After the fruitful early morning game drive, we decided to skip the afternoon game drive and take it easy.  We ended up exploring the Crater Lodge on foot. After dark we had to ring for escorts to walk us everywhere, but it’s safe to be unaccompanied during daylight hours. On that day there were three zebras that came into the lodge to graze and investigate. They were so at ease that I thought they were the lodge’s pet zebras, but the staff told us all kinds of animals visit the lodge, sometimes elephants, sometimes lions. Sure enough, that night after dinner, we were told by our butler the zebras had attracted a couple of lions to the lodge. We could see their green eyes flashing in the bushes.

The lodge is divided into three parts: North lodge, South lodge and tree lodge. Each lodge has its own dining room and lounge, which serves about nine individual huts. Each hut has a butler, who is in charge of everything from wakeup calls, room service, serving dinner and anything else you can think of. The “huts” are very spacious inside with clawed foot bathtub, his and hers showers and a little room for the toilet. I cannot tell you how excited I was to have piping hot water and strong water pressure, so I could finally wash and rinse my hair out thoroughly. Everything about these huts made me feel like I had stepped into a fairy tale, and if the doors and windows were round, I would’ve believed I was a hobbit.

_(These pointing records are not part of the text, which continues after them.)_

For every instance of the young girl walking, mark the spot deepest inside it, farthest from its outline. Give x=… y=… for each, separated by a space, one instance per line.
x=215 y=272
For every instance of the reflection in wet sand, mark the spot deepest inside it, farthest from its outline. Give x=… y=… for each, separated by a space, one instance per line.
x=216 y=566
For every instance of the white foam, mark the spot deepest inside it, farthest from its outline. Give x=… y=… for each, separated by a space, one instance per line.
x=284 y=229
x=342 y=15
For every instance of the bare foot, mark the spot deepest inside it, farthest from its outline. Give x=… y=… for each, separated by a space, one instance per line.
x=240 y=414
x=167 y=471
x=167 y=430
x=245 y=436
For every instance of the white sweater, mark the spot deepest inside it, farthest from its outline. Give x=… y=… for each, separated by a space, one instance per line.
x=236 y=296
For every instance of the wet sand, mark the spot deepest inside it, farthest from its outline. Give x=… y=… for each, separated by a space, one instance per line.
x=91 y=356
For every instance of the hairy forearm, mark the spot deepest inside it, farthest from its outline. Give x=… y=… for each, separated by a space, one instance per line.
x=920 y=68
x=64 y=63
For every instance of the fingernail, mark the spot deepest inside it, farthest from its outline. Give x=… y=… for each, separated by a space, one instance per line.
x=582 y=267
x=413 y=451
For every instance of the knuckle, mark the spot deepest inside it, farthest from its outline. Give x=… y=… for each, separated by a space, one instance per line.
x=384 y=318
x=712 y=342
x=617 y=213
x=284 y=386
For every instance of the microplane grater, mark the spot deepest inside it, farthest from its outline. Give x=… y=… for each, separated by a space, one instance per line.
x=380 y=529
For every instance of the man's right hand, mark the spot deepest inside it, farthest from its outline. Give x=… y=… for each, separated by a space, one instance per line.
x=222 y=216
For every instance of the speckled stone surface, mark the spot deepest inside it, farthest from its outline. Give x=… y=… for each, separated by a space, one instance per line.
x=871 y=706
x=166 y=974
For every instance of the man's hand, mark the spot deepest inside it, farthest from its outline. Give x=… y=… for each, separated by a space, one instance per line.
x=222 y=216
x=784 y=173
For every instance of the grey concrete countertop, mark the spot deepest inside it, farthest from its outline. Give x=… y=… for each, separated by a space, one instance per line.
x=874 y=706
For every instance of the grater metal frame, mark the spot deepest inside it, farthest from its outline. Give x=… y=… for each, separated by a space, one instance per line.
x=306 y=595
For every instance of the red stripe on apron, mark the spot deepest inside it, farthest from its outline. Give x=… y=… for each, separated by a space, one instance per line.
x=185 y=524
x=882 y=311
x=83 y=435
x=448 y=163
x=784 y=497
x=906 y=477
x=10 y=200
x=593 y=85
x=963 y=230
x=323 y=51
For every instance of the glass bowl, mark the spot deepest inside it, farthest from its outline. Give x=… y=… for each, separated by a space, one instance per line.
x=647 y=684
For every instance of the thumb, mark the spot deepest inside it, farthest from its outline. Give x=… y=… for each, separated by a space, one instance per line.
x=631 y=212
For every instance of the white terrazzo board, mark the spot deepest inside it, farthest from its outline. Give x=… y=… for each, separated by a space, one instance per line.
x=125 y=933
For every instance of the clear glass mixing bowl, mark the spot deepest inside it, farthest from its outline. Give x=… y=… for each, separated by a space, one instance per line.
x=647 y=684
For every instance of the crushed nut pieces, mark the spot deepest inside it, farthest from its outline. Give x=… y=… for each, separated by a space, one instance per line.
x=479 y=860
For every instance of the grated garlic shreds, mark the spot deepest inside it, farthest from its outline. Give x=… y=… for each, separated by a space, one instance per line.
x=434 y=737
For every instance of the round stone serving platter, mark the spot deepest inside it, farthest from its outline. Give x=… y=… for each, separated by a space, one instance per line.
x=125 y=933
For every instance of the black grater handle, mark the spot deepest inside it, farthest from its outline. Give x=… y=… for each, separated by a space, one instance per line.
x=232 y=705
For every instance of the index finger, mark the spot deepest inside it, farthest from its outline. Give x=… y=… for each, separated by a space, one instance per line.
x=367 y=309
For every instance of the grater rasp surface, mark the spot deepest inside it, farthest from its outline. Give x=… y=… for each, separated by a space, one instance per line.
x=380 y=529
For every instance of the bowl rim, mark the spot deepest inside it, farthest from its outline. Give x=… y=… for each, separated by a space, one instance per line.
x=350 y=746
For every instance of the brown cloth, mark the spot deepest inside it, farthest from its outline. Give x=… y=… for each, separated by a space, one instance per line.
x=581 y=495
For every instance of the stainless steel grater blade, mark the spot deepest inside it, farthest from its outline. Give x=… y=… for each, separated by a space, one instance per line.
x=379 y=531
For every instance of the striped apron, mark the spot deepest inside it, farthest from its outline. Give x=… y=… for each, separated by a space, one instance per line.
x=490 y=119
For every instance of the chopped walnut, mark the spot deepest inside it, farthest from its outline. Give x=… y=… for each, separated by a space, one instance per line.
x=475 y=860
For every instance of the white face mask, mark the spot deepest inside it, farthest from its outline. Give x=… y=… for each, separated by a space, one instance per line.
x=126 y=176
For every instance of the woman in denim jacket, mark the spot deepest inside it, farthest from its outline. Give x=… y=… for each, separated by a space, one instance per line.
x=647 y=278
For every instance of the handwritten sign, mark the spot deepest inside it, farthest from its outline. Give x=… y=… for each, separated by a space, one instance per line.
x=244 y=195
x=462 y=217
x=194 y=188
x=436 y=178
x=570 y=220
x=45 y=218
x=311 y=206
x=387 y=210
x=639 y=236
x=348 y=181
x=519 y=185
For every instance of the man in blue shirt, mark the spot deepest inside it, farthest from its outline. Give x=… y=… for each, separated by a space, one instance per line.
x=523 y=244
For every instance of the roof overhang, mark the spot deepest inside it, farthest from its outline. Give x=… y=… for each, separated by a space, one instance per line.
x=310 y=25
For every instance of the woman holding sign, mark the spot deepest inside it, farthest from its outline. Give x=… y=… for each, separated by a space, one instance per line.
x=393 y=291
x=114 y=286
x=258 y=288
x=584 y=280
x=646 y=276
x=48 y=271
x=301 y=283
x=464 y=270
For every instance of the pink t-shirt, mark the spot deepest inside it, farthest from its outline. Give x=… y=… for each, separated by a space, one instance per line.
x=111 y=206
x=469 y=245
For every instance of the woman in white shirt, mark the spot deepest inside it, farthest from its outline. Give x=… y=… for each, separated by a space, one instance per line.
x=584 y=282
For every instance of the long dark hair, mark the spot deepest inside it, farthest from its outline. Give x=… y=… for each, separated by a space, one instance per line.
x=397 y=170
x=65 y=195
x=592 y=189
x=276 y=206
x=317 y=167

Anyway, that’s off topic. I can’t remember whether we were in north or south camp, but we decided to walk to tree camp. On the way there, our path was blocked by one of the zebras. It seemed completely unafraid of us that I was able to get close enough to almost touch it.

The tree lodge was very different from the other two lodges, where there were crystal chandeliers everywhere. The lounge of the tree lodge had a giant tree growing in the middle, so it was truly a tree house, albeit a gigantic one. There’s even a giant swing seat/sofa in the middle of the tree house. It was thoroughly enchanting.

The two nights we spent at the crater lodge were truly magical. I was constantly amazed at every turn, from the huge vase of roses in the bathroom to the sweet fresh raspberries at our picnic breakfast by the lake (we were in the middle of nowhere and there are roses and raspberries?), to the thermos full of ice our guide pulled out of nowhere when hubby wondered out loud it’d be nice to have ice in his drinks. All the staff were very friendly and eager to help, although I did feel that our butler was not the best trained staff there was. His intentions were all good but often times he missed the mark. In a charming place like the crater lodge it was easily forgiven and forgotten, but if the lodge wants to establish itself as a top-notch resort, more staff training is needed.

The next morning we left N.C. in another misty and rainy day, but we were happy to learn that no zebras became lion food that night. Fully rested with freshly washed hair we were ready to rough it out in the Serengeti.